Cyclisme – Le passage du Tour de France féminin a soulevé l’enthousiasme

Une foule joyeuse de supporters et de curieux, venus très souvent en famille, s’est massée au bord des routes de notre région, les 1er et 2 août derniers, pour assister au passage du Tour de France Femmes 2026, la plus importante course cycliste féminine du monde. La première étape, samedi, est notamment passée par Servion, Forel, Puidoux, Chexbres, Bourg-en Lavaux, Lutry et Pully ; la deuxième, dimanche, par Chexbres, Puidoux, Forel et Savigny.

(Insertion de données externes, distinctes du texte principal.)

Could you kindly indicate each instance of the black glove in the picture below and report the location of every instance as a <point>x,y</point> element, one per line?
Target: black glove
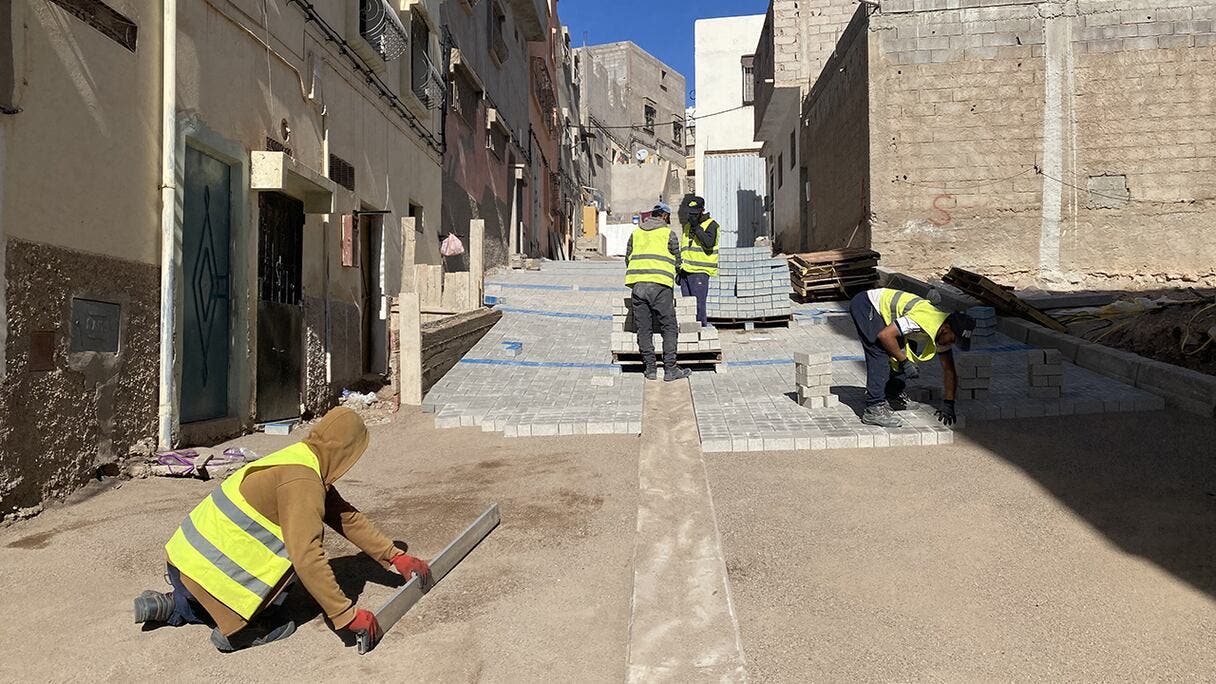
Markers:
<point>946,414</point>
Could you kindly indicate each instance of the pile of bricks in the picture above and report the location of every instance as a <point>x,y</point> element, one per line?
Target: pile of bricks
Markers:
<point>750,285</point>
<point>985,325</point>
<point>812,373</point>
<point>974,376</point>
<point>699,345</point>
<point>1045,374</point>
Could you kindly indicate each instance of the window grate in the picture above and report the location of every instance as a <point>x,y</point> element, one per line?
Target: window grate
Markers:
<point>342,172</point>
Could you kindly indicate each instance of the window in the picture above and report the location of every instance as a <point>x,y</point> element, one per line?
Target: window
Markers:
<point>749,80</point>
<point>497,26</point>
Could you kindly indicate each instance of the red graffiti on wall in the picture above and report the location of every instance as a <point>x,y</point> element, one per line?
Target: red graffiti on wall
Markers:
<point>940,208</point>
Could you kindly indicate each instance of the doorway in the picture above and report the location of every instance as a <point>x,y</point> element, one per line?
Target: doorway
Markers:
<point>280,307</point>
<point>206,252</point>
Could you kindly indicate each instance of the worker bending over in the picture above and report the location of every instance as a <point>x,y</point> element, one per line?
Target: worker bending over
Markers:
<point>652,258</point>
<point>899,330</point>
<point>698,248</point>
<point>235,555</point>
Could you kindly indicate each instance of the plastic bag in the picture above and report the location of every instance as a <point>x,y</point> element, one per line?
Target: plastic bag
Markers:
<point>451,246</point>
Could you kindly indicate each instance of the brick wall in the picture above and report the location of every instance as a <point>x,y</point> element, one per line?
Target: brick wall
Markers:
<point>837,145</point>
<point>1042,144</point>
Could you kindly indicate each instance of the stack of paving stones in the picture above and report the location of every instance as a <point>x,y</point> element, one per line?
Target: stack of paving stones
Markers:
<point>985,325</point>
<point>697,345</point>
<point>812,373</point>
<point>1045,374</point>
<point>974,376</point>
<point>750,285</point>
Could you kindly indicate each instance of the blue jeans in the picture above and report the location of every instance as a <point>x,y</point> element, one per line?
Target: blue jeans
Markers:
<point>696,285</point>
<point>882,381</point>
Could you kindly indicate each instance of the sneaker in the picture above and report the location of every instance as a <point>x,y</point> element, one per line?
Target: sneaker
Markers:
<point>900,402</point>
<point>153,606</point>
<point>251,635</point>
<point>671,374</point>
<point>880,415</point>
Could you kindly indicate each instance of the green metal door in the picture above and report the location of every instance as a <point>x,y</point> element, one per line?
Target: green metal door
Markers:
<point>206,235</point>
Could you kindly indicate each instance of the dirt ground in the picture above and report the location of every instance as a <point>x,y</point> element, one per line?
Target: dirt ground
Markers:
<point>1030,550</point>
<point>1073,549</point>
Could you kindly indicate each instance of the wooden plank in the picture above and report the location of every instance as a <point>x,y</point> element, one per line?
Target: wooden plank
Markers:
<point>395,607</point>
<point>410,340</point>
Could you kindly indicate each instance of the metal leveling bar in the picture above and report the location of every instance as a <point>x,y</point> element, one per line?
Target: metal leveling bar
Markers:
<point>395,607</point>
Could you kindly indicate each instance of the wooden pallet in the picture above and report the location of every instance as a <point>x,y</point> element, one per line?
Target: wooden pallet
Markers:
<point>998,297</point>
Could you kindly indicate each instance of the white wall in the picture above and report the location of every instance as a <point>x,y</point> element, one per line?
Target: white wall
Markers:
<point>720,46</point>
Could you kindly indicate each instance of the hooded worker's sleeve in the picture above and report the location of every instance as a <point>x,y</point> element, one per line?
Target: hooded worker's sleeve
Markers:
<point>352,523</point>
<point>302,514</point>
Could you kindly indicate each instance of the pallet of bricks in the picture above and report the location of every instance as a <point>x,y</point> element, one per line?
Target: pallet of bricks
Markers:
<point>752,286</point>
<point>833,275</point>
<point>699,347</point>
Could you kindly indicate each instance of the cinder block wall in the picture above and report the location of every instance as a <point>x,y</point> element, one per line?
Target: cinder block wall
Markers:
<point>837,145</point>
<point>1046,143</point>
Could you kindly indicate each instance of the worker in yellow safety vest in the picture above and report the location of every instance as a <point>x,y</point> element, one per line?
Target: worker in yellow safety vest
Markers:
<point>652,259</point>
<point>698,247</point>
<point>235,555</point>
<point>898,331</point>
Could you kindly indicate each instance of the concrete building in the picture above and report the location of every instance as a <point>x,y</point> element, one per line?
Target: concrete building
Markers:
<point>632,116</point>
<point>232,239</point>
<point>795,41</point>
<point>728,169</point>
<point>1060,144</point>
<point>488,158</point>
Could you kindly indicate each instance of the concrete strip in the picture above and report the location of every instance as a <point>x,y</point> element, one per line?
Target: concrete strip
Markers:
<point>682,626</point>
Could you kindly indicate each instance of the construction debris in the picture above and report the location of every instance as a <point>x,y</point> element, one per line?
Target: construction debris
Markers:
<point>833,275</point>
<point>750,287</point>
<point>1002,298</point>
<point>697,346</point>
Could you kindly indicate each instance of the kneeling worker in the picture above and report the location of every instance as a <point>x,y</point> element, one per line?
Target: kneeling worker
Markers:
<point>899,330</point>
<point>236,553</point>
<point>651,261</point>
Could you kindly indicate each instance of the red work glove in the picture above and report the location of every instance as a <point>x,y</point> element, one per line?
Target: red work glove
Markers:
<point>365,621</point>
<point>407,565</point>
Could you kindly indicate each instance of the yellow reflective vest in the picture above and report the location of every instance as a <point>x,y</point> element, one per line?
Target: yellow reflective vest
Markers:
<point>896,303</point>
<point>229,548</point>
<point>696,258</point>
<point>651,259</point>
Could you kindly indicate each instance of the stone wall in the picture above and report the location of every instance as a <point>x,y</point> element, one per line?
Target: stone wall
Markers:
<point>1046,143</point>
<point>66,413</point>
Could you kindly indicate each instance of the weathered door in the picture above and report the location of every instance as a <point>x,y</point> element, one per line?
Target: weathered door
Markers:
<point>280,306</point>
<point>206,234</point>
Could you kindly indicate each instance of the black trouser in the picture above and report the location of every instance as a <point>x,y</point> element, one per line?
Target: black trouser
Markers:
<point>653,301</point>
<point>882,381</point>
<point>696,285</point>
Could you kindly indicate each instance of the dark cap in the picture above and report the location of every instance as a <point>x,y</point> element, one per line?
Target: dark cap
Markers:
<point>963,326</point>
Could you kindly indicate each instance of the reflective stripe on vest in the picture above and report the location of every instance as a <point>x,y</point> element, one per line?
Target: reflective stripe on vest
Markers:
<point>651,259</point>
<point>693,254</point>
<point>895,304</point>
<point>230,549</point>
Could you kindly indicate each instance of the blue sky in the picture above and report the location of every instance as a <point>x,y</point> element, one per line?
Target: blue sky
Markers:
<point>663,28</point>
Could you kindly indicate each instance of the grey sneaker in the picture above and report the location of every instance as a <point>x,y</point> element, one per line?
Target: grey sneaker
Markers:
<point>152,606</point>
<point>880,415</point>
<point>673,374</point>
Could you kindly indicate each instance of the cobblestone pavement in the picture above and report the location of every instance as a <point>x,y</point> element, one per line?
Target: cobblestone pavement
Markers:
<point>546,369</point>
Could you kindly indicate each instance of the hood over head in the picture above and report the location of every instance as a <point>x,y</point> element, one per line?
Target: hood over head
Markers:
<point>338,439</point>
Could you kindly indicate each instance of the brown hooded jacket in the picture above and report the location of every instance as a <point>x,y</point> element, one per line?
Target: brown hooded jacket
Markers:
<point>293,498</point>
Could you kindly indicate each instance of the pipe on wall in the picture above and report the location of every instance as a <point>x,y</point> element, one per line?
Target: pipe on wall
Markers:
<point>170,234</point>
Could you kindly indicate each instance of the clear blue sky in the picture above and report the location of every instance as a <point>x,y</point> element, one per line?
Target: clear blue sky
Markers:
<point>663,28</point>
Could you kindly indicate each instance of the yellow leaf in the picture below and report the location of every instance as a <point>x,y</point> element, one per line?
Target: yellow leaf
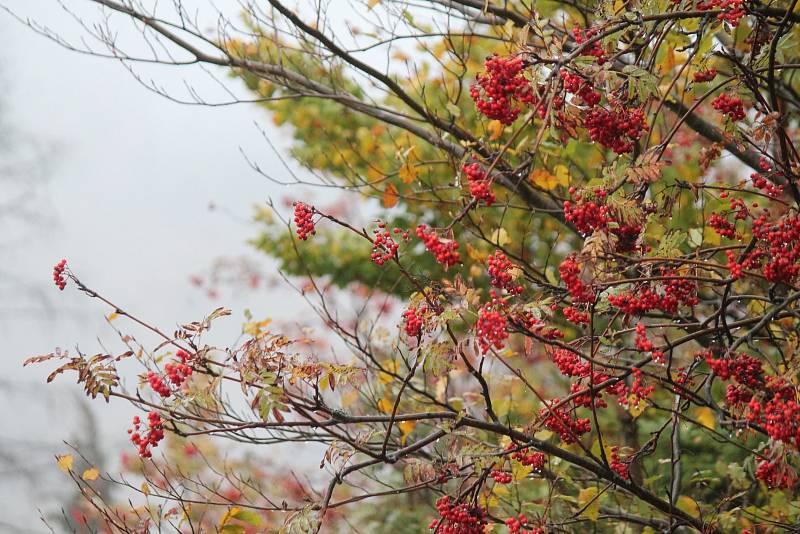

Bien avant le départ de la course, un nombre impressionnant de civilistes et de gendarmes, notamment, avaient été disposés le long du parcours pour assurer le balisage, la sécurité, la fluidité de la course et assurer les nombreuses restrictions à la circulation. Le service d’ordre a parfois dû faire preuve de beaucoup de sang-froid devant l’exaspération de certains automobilistes qui n’avaient pas anticipés la fermeture des routes, se retrouvant immobilisés ou contraints de faire demi-tour.
Lors du passage tonitruant de la caravane publicitaire, une camionnette « kiosque » faisait une brève halte là où l’affluence était importante pour une « distribution » de casquettes, de bobs, d’ombrelles et autres gadgets aux couleurs du Tour. Les enfants qui se précipitaient pour grapiller quelques souvenirs étaient vite déçus en constatant que ce n’était pas gratuit. Les mamans et les papas ont souvent dû mettre la main à la poche pour que leurs marmots ne repartent pas bredouille.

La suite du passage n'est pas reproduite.